Another concept Weststeijn highlights is ‘solastalgia’, a word related to nostalgia, which describes the emotional strain of witnessing one’s environment change or deteriorate. Used by the The Lancet in 2015, it offers a way to grasp the psychological toll of climate change, broadening heritage beyond physical sites to include lived experience and a sense of place (N. Watts et al. Lancet 386, 1861–1914; 2015).

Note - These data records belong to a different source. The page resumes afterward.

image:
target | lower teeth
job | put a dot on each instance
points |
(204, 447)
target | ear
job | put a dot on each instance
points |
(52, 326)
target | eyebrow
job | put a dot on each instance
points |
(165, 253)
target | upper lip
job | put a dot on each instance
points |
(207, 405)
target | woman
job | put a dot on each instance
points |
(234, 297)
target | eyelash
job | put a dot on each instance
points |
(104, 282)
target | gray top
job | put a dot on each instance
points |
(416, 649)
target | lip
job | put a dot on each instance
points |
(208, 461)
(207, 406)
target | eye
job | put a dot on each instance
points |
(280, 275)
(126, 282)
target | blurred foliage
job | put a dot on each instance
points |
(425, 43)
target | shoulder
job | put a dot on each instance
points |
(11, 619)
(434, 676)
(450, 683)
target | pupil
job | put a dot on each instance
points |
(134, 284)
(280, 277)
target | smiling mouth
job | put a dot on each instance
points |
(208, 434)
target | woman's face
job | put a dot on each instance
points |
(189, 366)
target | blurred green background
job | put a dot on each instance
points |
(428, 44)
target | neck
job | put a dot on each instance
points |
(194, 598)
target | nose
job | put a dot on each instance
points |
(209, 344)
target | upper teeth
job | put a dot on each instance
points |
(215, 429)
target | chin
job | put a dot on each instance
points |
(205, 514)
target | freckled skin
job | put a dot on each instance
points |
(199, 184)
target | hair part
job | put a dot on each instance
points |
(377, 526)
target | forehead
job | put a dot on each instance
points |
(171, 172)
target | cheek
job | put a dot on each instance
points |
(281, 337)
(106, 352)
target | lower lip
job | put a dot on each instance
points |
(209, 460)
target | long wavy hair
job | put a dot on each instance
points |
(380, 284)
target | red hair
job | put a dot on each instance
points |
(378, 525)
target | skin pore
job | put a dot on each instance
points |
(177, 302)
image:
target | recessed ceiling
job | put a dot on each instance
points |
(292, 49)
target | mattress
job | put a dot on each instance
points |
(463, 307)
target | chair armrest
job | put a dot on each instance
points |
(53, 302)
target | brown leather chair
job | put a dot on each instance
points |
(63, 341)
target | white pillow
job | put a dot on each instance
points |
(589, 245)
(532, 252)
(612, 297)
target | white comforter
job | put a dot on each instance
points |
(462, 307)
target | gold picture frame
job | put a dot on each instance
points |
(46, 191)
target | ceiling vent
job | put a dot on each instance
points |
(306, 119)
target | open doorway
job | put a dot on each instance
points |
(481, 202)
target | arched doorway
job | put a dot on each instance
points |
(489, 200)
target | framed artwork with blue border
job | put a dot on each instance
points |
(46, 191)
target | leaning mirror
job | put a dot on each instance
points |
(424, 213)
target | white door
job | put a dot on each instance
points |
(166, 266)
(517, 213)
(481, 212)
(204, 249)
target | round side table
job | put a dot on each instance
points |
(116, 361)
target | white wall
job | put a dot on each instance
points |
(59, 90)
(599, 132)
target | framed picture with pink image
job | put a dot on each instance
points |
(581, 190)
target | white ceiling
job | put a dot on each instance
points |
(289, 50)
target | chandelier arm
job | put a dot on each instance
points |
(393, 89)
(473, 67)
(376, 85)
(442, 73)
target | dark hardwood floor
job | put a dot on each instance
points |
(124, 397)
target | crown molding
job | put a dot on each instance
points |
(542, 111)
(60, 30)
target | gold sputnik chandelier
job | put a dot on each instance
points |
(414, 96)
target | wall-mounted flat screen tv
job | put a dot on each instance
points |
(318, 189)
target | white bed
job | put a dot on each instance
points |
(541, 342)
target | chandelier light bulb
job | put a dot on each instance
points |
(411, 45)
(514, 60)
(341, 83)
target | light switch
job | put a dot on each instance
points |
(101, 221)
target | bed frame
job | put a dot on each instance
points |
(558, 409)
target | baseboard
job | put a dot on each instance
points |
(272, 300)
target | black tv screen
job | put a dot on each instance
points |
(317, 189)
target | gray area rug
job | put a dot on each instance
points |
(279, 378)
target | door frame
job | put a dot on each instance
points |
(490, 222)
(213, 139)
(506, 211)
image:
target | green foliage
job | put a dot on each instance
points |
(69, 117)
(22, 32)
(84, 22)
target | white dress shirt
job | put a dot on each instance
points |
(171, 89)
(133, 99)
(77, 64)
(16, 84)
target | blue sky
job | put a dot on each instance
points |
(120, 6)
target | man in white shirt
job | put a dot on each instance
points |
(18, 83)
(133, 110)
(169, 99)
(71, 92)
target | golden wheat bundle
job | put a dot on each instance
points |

The Getty Villa, a museum in Los Angeles, California, has been threatened by wildfires.Credit: Christina House/Los Angeles Times/Getty
The discussion of alternative conceptions of cultural significance lays the groundwork for a more nuanced exploration of emotive topics, such as adaptive reuse of historic sites, in which places might be altered or repurposed to maintain their relevance and to ensure their survival. At the core of these discussions is the difficult question of which heritage sites should be prioritized for protection as others face imminent loss. “The very concept of heritage is therefore in need of an overhaul, now that the ability to hand it on to subsequent generations can no longer be taken for granted,” Weststeijn writes.
Inspiring climate action
A recurring theme in Weststeijn’s book is that culture and heritage offer a powerful lens through which to understand — and respond to — the climate crisis. As he suggests, there is a profound need for “physical locations to which we can attach the stories we want to tell ourselves”, underscoring the communicative power of heritage sites in shaping public awareness and inspiring climate action.
As emotive places, cultural heritage sites provide a sense of continuity and stability in an increasingly volatile world, which makes their loss all the more acute. Although readers outside Europe might find the book’s focus on primarily European sites to be narrow, Weststeijn’s argument that these places function as proverbial canaries in the coal mine is persuasive. Their vulnerability acts as an early warning sign of the wider risks faced by heritage locations globally.